Guy Philippe, commander of the motley group of Haitian rebels, said he
intended to besiege the capital and "close the circle" around Aristide.

"We want to block Port-au-Prince totally," he told reporters in Cap-Haitien,
Haiti's second-largest city, which the rebels seized on Sunday. He said the
rebels would try to cut land routes into the capital and would send two
boats to attempt to prevent ships from bringing in supplies.

"Port-au-Prince now ... would be very hard to take it. It would be a lot of
fight, a lot of death," Philippe said. "So what we want is desperation
first."

That strategy threatens further misery to residents, already lining up for
scarce gas and dwindling fresh produce since the rebels cut supplies from
the central Artibonite district, which is Haiti's breadbasket.

Human Rights Watch warned of "widespread bloodshed and indiscriminate
destruction of civilian property" if the rebels attacked Port-au-Prince.

Philippe said the rebels encountered little resistance as they closed in on
the capital.

On Friday, rebels were seen by an Associated Press reporter in Mirebalais,
25 miles northeast of Port-au-Prince sitting astride a strategic crossroad
leading west to the government-held town of St. Marc, south to the capital,
east to the Dominican Republic and north into territory where the rebels
have chased police from a score of towns.

The rebels arrived in a truck, firing their guns, and freed 67 prisoners,
said David Joseph, a 40-year-old law student. He said most of the fighters
then left in two commandeered cars.

As he spoke, about a dozen rebels, some wearing camouflage, patrolled in a
truck.

"I would gladly join them if I had a gun," Joseph said.

Philippe said rebels occupied part of Jeremie, in their first sortie on
Haiti's western peninsula.

Also on the peninsula, Haiti's third-largest city, the southern port of Les
Cayes, fell Thursday to the Base Resistance, a rebel faction whose origins
and alliances were not immediately clear.

Robbins Jean, an Aristide youth organizer, criticized the United States for
pressuring Aristide.

"You tell George W. Bush he is a hypocrite and an assassin because the
terrorists are killing the Haitian people," Jean, 25, told a reporter near
the National Palace, where hundreds of youths - armed with old rifles and
pistols, machetes and even a dull, rusty ax - gathered to repel any rebels.

"We will fight to the death," Jean declared.

In Paris, French Foreign Minister Dominique de Villepin met with Aristide's
chief of staff Jean-Claude Desgranges and his Foreign Minister Joseph
Antonio and repeated his call for Aristide to resign.

"It's for President Aristide, who bears a heavy responsibility in the
current situation, to draw the consequences of the impasse," officials said
de Villepin told the Haitians. It was not clear how the message was
received.
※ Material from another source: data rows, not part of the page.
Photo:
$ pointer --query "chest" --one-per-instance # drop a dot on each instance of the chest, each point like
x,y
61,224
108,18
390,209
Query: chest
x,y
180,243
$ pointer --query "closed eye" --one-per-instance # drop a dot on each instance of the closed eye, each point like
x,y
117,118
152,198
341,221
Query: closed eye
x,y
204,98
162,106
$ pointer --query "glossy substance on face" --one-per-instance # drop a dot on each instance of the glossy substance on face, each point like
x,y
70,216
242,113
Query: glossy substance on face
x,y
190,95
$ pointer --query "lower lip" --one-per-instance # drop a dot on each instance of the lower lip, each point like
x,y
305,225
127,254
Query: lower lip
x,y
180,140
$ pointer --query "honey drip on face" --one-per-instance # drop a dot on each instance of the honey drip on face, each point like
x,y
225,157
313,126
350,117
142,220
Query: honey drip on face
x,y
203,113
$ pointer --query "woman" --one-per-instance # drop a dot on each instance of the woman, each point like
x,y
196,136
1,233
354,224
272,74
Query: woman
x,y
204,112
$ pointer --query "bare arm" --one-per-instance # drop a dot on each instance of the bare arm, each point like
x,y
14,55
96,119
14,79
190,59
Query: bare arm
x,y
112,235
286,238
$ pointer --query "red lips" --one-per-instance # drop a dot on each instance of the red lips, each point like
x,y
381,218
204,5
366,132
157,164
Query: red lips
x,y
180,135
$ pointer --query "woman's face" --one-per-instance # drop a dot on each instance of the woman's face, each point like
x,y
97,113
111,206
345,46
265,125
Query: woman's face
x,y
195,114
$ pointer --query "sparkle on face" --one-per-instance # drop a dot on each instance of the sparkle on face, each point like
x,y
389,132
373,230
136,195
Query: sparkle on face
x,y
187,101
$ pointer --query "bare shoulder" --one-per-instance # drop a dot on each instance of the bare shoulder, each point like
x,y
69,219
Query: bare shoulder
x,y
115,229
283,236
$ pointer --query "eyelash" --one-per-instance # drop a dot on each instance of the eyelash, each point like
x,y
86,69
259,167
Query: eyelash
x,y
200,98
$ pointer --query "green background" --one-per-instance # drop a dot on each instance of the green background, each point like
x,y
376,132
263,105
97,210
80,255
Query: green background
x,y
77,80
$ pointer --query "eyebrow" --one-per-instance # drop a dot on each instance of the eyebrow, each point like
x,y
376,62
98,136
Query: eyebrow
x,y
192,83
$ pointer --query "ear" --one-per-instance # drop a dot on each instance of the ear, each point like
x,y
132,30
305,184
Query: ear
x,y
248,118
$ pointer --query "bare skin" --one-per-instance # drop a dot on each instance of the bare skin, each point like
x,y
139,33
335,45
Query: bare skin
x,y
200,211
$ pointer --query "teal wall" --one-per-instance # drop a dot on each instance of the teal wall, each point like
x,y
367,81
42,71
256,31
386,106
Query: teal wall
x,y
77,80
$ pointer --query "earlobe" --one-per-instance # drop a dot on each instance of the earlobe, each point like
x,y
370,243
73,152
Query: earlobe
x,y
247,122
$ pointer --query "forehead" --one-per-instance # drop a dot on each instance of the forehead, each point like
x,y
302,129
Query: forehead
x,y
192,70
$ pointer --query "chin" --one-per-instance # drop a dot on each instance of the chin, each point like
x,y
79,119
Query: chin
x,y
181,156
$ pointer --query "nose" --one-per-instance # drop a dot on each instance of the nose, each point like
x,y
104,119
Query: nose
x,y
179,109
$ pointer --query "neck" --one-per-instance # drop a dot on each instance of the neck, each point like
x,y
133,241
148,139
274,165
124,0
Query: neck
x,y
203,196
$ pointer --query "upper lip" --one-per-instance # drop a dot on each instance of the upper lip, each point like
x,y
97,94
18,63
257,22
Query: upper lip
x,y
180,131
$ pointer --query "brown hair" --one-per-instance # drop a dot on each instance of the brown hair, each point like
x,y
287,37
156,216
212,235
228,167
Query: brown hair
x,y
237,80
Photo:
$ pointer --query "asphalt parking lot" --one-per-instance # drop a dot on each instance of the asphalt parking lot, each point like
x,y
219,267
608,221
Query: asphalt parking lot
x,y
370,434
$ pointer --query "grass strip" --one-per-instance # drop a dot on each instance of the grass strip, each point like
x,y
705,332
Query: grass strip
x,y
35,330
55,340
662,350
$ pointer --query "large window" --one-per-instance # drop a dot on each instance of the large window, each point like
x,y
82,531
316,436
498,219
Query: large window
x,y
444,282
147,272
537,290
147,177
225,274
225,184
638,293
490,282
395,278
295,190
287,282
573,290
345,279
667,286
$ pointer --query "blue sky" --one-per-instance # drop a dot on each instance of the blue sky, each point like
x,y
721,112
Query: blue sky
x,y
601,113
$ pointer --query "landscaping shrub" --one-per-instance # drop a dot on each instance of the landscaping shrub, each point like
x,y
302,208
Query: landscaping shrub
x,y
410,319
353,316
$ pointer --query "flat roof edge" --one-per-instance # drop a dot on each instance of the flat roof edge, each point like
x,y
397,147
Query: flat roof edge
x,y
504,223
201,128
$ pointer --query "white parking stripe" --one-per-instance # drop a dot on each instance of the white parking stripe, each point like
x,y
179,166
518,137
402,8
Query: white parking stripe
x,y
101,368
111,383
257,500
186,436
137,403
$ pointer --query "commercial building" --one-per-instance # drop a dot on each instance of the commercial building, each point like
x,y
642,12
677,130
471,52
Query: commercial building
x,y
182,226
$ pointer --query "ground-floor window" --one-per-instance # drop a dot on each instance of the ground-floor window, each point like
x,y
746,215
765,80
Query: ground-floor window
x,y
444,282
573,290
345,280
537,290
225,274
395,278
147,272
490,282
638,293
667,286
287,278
Antonio abruptly canceled a scheduled news conference.

The rebellion erupted Feb. 5 in western Gonaives, the fourth-largest city.
About 80 people, half of them police officers, have been killed so far.
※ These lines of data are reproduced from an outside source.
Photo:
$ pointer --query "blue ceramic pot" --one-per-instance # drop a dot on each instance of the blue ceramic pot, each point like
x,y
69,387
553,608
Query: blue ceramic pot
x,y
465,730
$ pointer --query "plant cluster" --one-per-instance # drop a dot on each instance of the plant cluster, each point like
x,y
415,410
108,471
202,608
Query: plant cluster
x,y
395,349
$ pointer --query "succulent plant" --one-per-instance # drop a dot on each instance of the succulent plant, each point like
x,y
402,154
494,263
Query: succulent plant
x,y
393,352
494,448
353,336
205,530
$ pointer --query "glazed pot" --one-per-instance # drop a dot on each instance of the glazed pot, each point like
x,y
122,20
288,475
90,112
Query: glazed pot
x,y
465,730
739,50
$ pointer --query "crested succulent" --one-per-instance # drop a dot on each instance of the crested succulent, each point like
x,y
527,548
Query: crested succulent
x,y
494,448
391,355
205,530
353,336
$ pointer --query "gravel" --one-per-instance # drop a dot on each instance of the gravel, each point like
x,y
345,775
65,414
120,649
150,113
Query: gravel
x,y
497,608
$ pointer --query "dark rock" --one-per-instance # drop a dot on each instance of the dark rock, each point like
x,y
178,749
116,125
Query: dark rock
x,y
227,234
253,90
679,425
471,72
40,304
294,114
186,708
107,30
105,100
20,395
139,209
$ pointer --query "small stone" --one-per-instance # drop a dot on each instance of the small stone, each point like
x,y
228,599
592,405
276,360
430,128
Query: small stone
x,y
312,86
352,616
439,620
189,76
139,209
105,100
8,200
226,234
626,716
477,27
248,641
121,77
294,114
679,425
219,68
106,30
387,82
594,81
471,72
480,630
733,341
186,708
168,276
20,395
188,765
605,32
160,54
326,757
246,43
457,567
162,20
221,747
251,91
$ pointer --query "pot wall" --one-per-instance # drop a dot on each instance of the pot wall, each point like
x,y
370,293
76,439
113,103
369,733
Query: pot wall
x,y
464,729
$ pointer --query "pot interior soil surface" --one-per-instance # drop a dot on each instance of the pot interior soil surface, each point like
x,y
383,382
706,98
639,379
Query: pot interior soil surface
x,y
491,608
The crisis has been brewing since Aristide's party swept flawed legislative
elections in 2000 and international donors froze millions of dollars in aid.


Aristide, a former priest of Haiti's slums who in 1990 became its first
freely elected leader, has lost popularity amid accusations he condoned
corruption, failed to help the poor and had thugs attack political
opponents.

He has agreed to a U.S.-backed plan that requires him to share power with
his opponents, but the political opposition rejected the proposal, insisting
he resign.

A senior U.S. official said the Bush administration has concluded that the
best way to prevent the insurgents from seizing power is for Aristide should
resign and transfer power to Supreme Court Chief Justice Boniface Alexandre,
his constitutional successor. He is known in Haiti for his honesty.